Da un film su Berlinguer, mi sarei aspettata qualcosa di più profondo, qualcosa all’altezza del personaggio e del periodo storico che ha attraversato.
Qualcosa di molto diverso: un racconto più incisivo, un’indagine profonda e ben calibrata che sapesse restituirne la complessità.
Quella di un uomo, di un leader, di un’epoca.
Berlinguer è stato una figura fondamentale della storia italiana, il cui operato, come una goccia in un lago, ha generato eco che si sono propagate ben oltre la sua epoca.
Era un politico lungimirante, coraggioso, rigoroso, dotato di una statura morale e istituzionale oggi rarissima, se non del tutto scomparsa.
Andrea Segre, scegliendo un soggetto così imponente e complesso per il suo film, ha senza dubbio intrapreso un’impresa titanica, direi ben oltre le sue capacità.
Lungo il cammino, infatti, sembra perdersi, dimenticando proprio lui l’ambizione e finendo per produrre un’opera del tutto inadeguata.
Questo film, invece di restituire la statura di Berlinguer, si riduce a un racconto timido, frammentario, superficiale, incapace di emozionare o di offrire spunti di riflessione.
Un film come questo dovrebbe affrontare le complessità del contesto storico e politico in cui Berlinguer si è mosso, eppure finisce per tralasciare elementi fondamentali.

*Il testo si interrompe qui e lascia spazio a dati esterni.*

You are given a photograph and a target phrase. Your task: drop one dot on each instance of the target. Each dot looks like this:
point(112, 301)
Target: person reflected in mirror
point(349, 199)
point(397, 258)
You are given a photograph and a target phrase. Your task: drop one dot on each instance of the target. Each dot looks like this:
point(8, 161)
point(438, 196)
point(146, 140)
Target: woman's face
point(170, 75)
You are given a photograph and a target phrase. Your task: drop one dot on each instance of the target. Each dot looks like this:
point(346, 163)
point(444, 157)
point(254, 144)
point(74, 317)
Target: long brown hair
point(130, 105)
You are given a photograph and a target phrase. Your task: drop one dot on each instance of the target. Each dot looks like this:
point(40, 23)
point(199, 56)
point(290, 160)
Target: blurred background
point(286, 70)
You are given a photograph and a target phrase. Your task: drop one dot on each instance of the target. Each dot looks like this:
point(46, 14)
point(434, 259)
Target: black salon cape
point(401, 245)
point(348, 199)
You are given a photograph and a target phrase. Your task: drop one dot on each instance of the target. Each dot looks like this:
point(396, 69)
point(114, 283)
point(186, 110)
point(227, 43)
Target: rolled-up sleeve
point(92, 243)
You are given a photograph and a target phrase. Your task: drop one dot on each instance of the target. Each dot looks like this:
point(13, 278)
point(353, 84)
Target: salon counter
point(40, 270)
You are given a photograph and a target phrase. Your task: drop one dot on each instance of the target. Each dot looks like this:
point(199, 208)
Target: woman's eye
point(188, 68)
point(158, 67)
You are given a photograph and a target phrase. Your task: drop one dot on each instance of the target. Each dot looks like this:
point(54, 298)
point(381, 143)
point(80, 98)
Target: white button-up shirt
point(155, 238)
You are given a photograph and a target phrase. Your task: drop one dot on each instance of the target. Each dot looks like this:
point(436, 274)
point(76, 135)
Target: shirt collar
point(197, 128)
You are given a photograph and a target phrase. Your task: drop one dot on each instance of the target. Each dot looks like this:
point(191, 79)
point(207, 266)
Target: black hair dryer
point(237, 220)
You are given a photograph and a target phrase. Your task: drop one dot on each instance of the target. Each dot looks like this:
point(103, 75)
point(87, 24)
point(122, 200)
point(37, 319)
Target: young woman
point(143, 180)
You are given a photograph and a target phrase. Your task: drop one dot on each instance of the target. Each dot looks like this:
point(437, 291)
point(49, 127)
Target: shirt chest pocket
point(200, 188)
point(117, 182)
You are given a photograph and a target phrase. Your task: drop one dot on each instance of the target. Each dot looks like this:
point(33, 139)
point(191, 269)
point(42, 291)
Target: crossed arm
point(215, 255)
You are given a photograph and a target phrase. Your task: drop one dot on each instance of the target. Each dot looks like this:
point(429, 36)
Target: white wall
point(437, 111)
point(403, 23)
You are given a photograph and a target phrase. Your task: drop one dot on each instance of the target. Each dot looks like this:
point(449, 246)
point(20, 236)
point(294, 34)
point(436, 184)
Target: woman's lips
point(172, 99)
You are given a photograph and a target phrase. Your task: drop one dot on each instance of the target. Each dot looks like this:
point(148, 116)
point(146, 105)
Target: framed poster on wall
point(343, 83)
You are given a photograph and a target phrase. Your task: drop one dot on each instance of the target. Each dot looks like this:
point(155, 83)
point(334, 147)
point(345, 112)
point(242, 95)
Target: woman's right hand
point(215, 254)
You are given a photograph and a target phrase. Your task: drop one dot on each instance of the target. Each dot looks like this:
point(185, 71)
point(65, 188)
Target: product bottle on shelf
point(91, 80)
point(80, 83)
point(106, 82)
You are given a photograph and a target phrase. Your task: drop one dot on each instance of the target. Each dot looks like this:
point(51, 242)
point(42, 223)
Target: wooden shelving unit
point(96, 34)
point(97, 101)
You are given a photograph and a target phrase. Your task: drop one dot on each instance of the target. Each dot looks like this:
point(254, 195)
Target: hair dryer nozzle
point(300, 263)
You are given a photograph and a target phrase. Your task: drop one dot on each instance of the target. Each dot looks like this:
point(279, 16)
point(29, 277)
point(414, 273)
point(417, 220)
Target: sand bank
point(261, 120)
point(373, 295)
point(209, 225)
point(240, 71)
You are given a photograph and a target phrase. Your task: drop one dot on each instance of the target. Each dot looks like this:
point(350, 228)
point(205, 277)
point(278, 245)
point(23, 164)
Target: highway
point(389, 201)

Non racconta, ad esempio, le tensioni interne al PCI, come l’opposizione della sinistra radicale al compromesso storico, le cui riunioni di direzione nazionale sembrano sicuramente più pacifiche di un pranzo domenicale a casa mia, né approfondisce le politiche di austerità, sostenute anche dal Partito.
Non racconta nemmeno di come questo inciderà anche sul suo consenso in termini di voti.
Un film che riduce tutto a una narrazione semplicistica, quasi manichea: buoni contro cattivi. Una lettura tanto banale della politica, quanto ingiusta, che volutamente ignora le intricate dinamiche e le difficoltà di navigare in un’epoca complessa.
E poi ci sono i momenti storici cruciali.
L’attentato a Sofia? Appena accennato.
Il rapimento e l’uccisione di Moro? Sfiorati, senza approfondimento.
L’eurocomunismo, la via democratica al socialismo, il compromesso storico? Trattati in modo superficiale e frettoloso.
La questione morale, che pure rappresenta uno dei lasciti più significativi di Berlinguer, viene completamente ignorata.
Un film che sfiora leggermente l’umano, esagera la sua figura di padre e marito e all’altare di questo sacrifica la narrazione del leader politico.
In sintesi, si tratta di un film non solo modesto, ma anche scadente, che non riesce a raccontare davvero l’uomo, non riesce a raccontare davvero la famiglia, non riesce a raccontare davvero lo statista e la portata enorme del suo pensiero politico.
La complessità di Berlinguer e del suo tempo rimangono lontane, e il risultato finale non fa giustizia a una figura che avrebbe meritato decisamente di più.